LASP Magnetosphere Seminars

Abstract

Magnetospheric chorus waves play a dominant role in accelerating high energy electrons and in precipitating energetic electrons in the radiation belts. Numerous simulation techniques have been employed to investigate chorus wave propagation, among which ray tracing theory has been the most commonly utilized method.

In a smooth magnetosphere, ray tracing theory predicts a linear increase in wave normal angle with latitude for chorus waves generated at the equator. However, in the presence of magnetospheric ducts observations show the wave normal angles are lower on average at high latitudes, and the waves exhibit parallel propagation. Magnetospheric ducts can effectively guide whistler-mode waves to high latitudes and enforce parallel propagation.
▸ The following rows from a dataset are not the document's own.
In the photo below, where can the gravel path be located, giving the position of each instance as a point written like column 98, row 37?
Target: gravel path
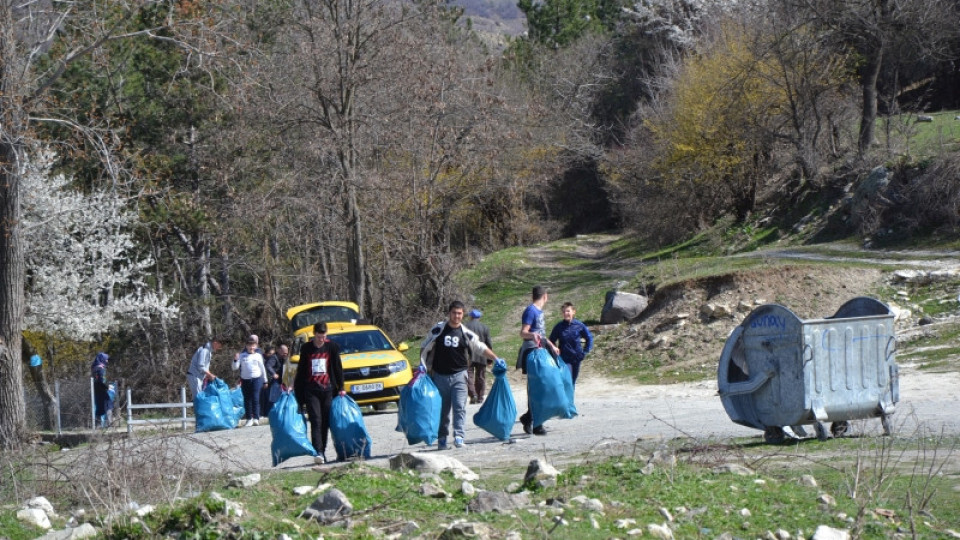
column 613, row 418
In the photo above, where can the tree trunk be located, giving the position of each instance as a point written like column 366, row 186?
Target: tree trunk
column 12, row 406
column 203, row 281
column 40, row 382
column 868, row 111
column 356, row 266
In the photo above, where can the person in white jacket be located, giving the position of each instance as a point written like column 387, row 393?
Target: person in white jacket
column 253, row 375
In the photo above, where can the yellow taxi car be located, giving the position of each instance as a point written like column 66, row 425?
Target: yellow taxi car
column 303, row 317
column 374, row 369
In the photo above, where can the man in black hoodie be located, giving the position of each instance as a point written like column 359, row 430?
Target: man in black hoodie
column 319, row 377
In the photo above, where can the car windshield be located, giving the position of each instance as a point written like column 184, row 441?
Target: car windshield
column 366, row 341
column 312, row 316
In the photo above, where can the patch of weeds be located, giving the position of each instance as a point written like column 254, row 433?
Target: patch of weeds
column 14, row 529
column 203, row 518
column 700, row 502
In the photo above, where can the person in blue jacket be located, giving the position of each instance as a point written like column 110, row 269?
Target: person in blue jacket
column 572, row 338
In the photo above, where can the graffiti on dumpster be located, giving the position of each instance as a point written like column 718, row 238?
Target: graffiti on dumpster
column 769, row 321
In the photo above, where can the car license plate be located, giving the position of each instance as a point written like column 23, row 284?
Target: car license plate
column 364, row 388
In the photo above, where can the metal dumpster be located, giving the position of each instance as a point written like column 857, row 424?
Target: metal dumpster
column 777, row 370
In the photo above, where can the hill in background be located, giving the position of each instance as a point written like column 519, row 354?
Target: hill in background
column 494, row 19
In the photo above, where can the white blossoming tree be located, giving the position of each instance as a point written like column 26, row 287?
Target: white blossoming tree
column 84, row 274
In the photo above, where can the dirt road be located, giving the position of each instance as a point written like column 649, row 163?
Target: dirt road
column 613, row 417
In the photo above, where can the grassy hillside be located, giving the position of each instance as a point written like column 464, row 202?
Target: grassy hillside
column 812, row 281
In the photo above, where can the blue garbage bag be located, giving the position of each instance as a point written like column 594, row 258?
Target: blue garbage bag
column 208, row 408
column 499, row 411
column 419, row 409
column 350, row 437
column 289, row 430
column 547, row 387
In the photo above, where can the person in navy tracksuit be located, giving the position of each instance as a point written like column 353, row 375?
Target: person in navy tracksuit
column 573, row 338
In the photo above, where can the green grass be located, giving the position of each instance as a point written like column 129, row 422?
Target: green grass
column 921, row 139
column 13, row 529
column 703, row 504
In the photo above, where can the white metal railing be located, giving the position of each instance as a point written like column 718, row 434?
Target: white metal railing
column 183, row 405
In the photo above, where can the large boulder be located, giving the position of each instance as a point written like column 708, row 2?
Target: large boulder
column 620, row 306
column 433, row 464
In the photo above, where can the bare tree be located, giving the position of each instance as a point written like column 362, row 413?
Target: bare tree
column 872, row 28
column 39, row 41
In this study, we implement a finite difference time domain (FDTD) model for a more realistic representation of wave propagation, alongside a ray tracing model for qualitative insights, to simulate whistler-mode wave propagation in both homogeneous and inhomogeneous cold plasma within a realistic dipole geomagnetic field.

Both the FDTD and ray tracing model produce the linear increase in wave normal angle with latitude for non-ducted wave propagation in a smooth magnetosphere. However, when ducts are introduced, the waves show a combination of guiding and refraction in the full wave model that is considerably more complex. The ducts also enforce strong spatial modulation, guiding of waves inside the duct region and creating a shadow region due to geomagnetic curvature. These phenomena are consistent with observation from the Van Allen Probes spacecraft.